EcoHealth Alliance was the US contractor funneling US money to the Wuhan lab. The NIH terminated that contract for not turning over documents relating to a possible lab leak, but just gave them another.

NIH AWARDS NEW GRANT TO U.S. ORGANIZATION AT CENTER OF COVID-19 LAB LEAK CONTROVERSY

THE MAIN U.S.-BASED scientific organization at the center of the controversy over the origin of the Covid-19 pandemic has won a new grant from the National Institutes of Health for risky bat coronavirus surveillance research, despite losing a previous award for failing to provide records essential to an investigation into that origin.


The grant was awarded September 21 to EcoHealth Alliance, helmed by Peter Daszak, and is titled “Analyzing the potential for future bat coronavirus emergence in Myanmar, Laos, and Vietnam.” The new grant comes despite an open congressional investigation into the organization, which has two other ongoing NIH grants and a third in negotiation.

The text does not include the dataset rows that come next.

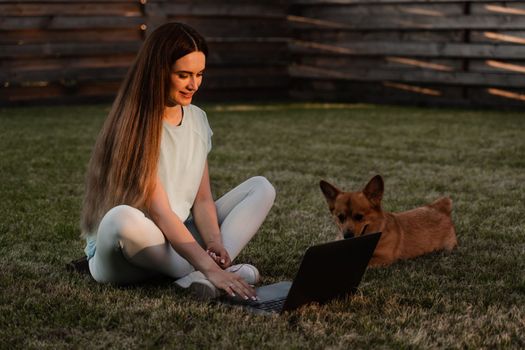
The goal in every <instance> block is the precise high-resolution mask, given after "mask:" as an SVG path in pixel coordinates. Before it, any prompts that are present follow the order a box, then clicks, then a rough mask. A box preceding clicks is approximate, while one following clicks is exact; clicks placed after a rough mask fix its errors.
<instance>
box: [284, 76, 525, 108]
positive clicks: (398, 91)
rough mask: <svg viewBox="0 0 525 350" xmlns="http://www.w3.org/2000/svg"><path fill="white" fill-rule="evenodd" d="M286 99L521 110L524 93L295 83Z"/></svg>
mask: <svg viewBox="0 0 525 350" xmlns="http://www.w3.org/2000/svg"><path fill="white" fill-rule="evenodd" d="M290 96H291V97H292V98H294V99H300V100H310V101H311V100H317V101H319V100H322V101H331V102H334V101H342V102H360V103H363V102H364V103H394V104H400V103H401V104H408V105H414V104H415V105H432V106H435V105H442V106H466V107H467V106H468V107H476V106H477V107H479V106H492V107H496V106H497V107H502V106H504V107H517V108H523V107H525V90H524V89H521V90H519V89H497V88H490V87H484V88H477V87H463V88H457V87H454V86H433V85H407V84H403V83H397V82H385V83H383V82H381V83H379V82H378V83H362V82H360V83H352V82H339V83H338V84H328V85H326V86H319V84H316V86H310V85H309V83H308V82H307V81H298V82H297V83H296V84H295V85H294V86H293V87H292V89H291V90H290Z"/></svg>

In August, the NIH terminated a sub-award to the Wuhan Institute of Virology that had been part of an earlier grant to EcoHealth Alliance, telling the House Oversight Committee that the organization had refused to turn over laboratory notebooks and other records as required. “NIH has requested on two occasions that EHA provide NIH the laboratory notebooks and original electronic files from the research conducted at WIV. To date, WIV has not provided these records,” the NIH wrote to the committee. “Today, NIH has informed EHA that since WIV is unable to fulfill its duties for the subaward under grant R01AI110964, the WIV subaward is terminated for failure to meet award terms and conditions requiring provision of records to NIH upon request.”


On August 19, the NIH wrote to EcoHealth to let it know that the sub-award had been terminated for “material non-compliance with terms and conditions of award.” The agency added that EcoHealth could potentially renegotiate the grant without the involvement of the Wuhan lab.